Michael Day and Bernard Wood

Michael Day (left) and Bernard Wood (right)

Two weekends ago CASHP hosted a symposium on the ‘Function and Evolution of the Human Foot.’ While the symposium was successful in its own right, it also provided us with the opportunity to meet Dr. Michael Day, the paleoanthropologist who described the OH 8 foot, and incidentally, our own adviser’s PhD supervisor. Talking afterwards, we discovered that we were both equally thrilled to be sitting with an authority on so many seminal finds in paleoanthropology– the Omo Kibish fossils, OH 28, the Laetoli footprints, and of course OH 8. There is a good chance that if you are reading this blog you may have a copy of one of Dr. Day’s books. How many of you have flipped through his Guide to Fossil Man? If you haven’t, your own advisers may have a copy. Because the fossil finds are organized by country and state it will give you a sense of the state of affairs in our field at the time of the last edition in 1986- before some of you were born!

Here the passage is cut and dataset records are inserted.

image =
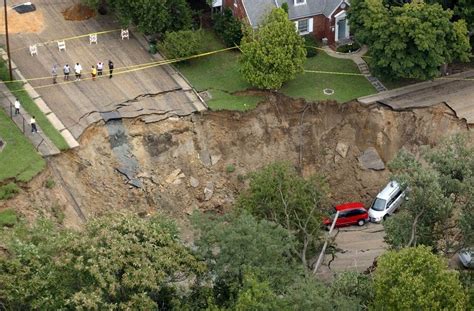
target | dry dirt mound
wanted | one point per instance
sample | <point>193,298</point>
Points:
<point>184,163</point>
<point>78,12</point>
<point>21,23</point>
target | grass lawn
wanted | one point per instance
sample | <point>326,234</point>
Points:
<point>7,218</point>
<point>219,75</point>
<point>310,86</point>
<point>29,105</point>
<point>19,158</point>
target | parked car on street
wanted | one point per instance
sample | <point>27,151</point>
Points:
<point>466,256</point>
<point>349,214</point>
<point>386,202</point>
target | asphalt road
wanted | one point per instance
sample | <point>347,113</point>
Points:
<point>153,91</point>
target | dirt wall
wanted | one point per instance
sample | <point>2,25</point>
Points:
<point>201,161</point>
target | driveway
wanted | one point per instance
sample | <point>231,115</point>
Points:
<point>455,91</point>
<point>152,94</point>
<point>357,247</point>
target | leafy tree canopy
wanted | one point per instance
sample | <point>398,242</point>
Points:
<point>120,261</point>
<point>416,279</point>
<point>409,41</point>
<point>235,243</point>
<point>278,193</point>
<point>272,54</point>
<point>439,211</point>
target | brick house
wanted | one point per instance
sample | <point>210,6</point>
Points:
<point>325,19</point>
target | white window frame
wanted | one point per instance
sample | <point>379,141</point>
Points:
<point>309,29</point>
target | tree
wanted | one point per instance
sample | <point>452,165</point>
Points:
<point>234,244</point>
<point>440,207</point>
<point>355,286</point>
<point>415,279</point>
<point>156,16</point>
<point>272,54</point>
<point>277,193</point>
<point>181,44</point>
<point>228,28</point>
<point>118,261</point>
<point>409,41</point>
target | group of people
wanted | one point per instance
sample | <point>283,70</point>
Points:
<point>96,70</point>
<point>17,105</point>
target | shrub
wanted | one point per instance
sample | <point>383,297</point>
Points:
<point>180,44</point>
<point>50,183</point>
<point>230,168</point>
<point>8,191</point>
<point>348,48</point>
<point>228,28</point>
<point>311,43</point>
<point>7,218</point>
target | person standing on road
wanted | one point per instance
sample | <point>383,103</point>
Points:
<point>78,71</point>
<point>33,125</point>
<point>66,71</point>
<point>54,73</point>
<point>111,69</point>
<point>100,68</point>
<point>17,106</point>
<point>93,72</point>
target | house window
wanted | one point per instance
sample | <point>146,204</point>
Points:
<point>303,26</point>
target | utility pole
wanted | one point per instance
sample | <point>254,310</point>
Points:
<point>8,41</point>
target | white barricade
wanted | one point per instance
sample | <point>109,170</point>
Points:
<point>93,38</point>
<point>124,34</point>
<point>61,45</point>
<point>33,50</point>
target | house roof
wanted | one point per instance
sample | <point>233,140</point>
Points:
<point>257,10</point>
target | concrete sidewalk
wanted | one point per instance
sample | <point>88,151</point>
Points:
<point>356,57</point>
<point>456,91</point>
<point>151,94</point>
<point>39,140</point>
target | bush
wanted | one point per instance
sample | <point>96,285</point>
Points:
<point>50,183</point>
<point>311,44</point>
<point>348,48</point>
<point>180,44</point>
<point>228,28</point>
<point>230,168</point>
<point>7,218</point>
<point>8,191</point>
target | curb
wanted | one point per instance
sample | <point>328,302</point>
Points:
<point>41,104</point>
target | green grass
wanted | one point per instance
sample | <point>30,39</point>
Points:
<point>219,75</point>
<point>8,218</point>
<point>310,86</point>
<point>29,105</point>
<point>19,159</point>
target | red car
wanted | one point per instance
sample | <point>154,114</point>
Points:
<point>349,214</point>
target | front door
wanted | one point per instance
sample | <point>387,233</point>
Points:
<point>341,29</point>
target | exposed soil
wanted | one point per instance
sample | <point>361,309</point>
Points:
<point>78,12</point>
<point>22,23</point>
<point>179,158</point>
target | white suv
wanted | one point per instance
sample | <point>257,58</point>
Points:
<point>386,202</point>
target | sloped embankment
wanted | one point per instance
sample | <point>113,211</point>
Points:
<point>201,161</point>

Our own adviser, Bernard Wood, relatively early in his career was the beneficiary of his adviser being in the thick of it all. Bernard tackled the Herculean task of writing the monograph on the Koobi Fora cranial remains and he spoke out on the topic of splitting the species Homo habilis into two taxa. Dr. Day regaled us with his vivid recounting of the day Louis Leakey showed up in John Napier’s office with disarticulated fossil foot bones wrapped in tissue, his early days in Olduvai Gorge, and stories of Mary Leakey, Paul Abell, and Wilfrid Le Gros Clark. At the end of our conversation, we felt more connected to the field through our interactions with a man who has half a decade of personal knowledge about many of the defining moments in paleoanthropology. While these stories were both amazing and entertaining, one of the highlights was hearing stories about our adviser in the early stages of his graduate career. We asked Dr. Day what Bernard was like as a student, and naturally Dr. Day said nothing incriminating, but rather that Bernard was good at everything he did. Of course he was! As graduate students we often question whether we belong in graduate school or whether we will make important discoveries. Visiting with Dr. Day reminded us why we were drawn to the study paleoanthropology in the first place. When we question our own place and contributions to the field, it helps to know that others have also had their doubts, and that they were reassured by their adviser just as we are by ours.